Le Défenseur des enfants suédois appelle son pays à interdire la circoncision pratiquée sans justification médicale. Cette pratique largement répandue dans les religions juive et musulmane serait contraire aux droits de l'enfant selon lui.

(Sipa)

"La circoncision est contraire à la Convention internationale des droits de l'enfant ". C'est fort de cet argument que le Défenseur des enfants suédois a appelé samedi son pays à interdire cet acte, pratiqué  notamment dans les religions juive et musulmane. "L'opération est douloureuse, irréversible et peut entraîner de graves complications " justifie Fredrik Malmberg.

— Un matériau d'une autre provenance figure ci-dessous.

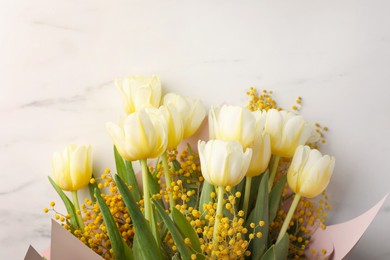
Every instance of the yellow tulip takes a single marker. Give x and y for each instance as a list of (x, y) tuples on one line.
[(73, 168), (174, 124), (287, 131), (138, 92), (192, 112), (261, 147), (223, 163), (142, 135), (230, 123), (309, 172)]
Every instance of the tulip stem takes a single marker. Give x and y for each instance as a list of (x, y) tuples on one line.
[(248, 184), (145, 185), (274, 169), (290, 213), (77, 207), (168, 180), (219, 215)]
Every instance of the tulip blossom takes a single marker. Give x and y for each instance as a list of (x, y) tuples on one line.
[(287, 131), (308, 176), (138, 92), (261, 147), (232, 123), (174, 125), (309, 172), (143, 135), (223, 163), (192, 112), (73, 168)]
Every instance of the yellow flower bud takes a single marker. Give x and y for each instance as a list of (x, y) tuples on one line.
[(138, 92), (223, 163), (143, 135), (73, 168), (309, 172), (192, 112), (287, 131)]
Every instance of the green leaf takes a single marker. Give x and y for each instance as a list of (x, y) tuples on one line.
[(120, 166), (132, 180), (67, 202), (260, 212), (278, 251), (126, 172), (91, 188), (275, 196), (117, 243), (186, 229), (176, 165), (177, 237), (205, 195), (141, 226), (254, 191)]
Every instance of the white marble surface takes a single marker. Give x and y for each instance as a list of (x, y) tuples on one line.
[(59, 59)]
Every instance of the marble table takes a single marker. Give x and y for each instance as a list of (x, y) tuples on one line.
[(59, 59)]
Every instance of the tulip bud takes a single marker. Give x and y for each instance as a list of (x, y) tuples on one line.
[(287, 131), (73, 168), (143, 135), (174, 124), (192, 112), (232, 123), (261, 147), (309, 172), (138, 92), (223, 163)]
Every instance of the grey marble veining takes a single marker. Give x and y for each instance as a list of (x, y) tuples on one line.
[(59, 60)]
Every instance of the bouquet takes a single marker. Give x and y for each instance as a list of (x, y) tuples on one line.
[(255, 189)]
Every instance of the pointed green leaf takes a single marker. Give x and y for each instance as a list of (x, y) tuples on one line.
[(120, 166), (278, 251), (260, 213), (67, 202), (186, 229), (205, 195), (91, 188), (281, 248), (141, 226), (176, 165), (132, 180), (117, 243), (177, 237), (254, 190), (275, 196), (126, 172), (270, 254)]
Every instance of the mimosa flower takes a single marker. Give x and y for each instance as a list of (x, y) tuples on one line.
[(223, 163), (143, 135), (287, 131), (73, 168), (138, 92), (230, 123), (309, 172), (192, 112)]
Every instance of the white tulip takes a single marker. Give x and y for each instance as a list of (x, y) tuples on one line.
[(143, 135), (223, 163), (138, 92), (192, 112)]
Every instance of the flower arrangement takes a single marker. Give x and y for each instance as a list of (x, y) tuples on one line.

L'ombudsman, comme on appelle là-bas le Défenseur des droits, considère donc que "cironcire un enfant sans justification médicale ni son consentement enfreint les droits humains de cet enfant ", dans une tribune cosignée avec des professionnels de la santé et publiée dans le premier quotidien suédois, Dagens Nyheter. Autrement dit, aucun motif religieux ne peut selon lui justifier une circoncision.

Pour l'instant la loi suédoise autorise la circoncision, mais impose un âge maximal de deux mois, l'intervention d'un professionnel de la santé ou d'un religieux spécialement agréé, et le consentement des parents. Une proposition de loi pour interdire cette pratique, déposée en octobre par l'extrême-droite, avait été rejetée en commission.

En 2012, l'Allemagne a connu des mois de controverse après une décision d'un tribunal de Cologne assimilant la circoncision à des "coups et blessures aggravés". Le Parlement avait finalement adopté six mois plus tard une loi autorisant la pratique pour des motifs religieux.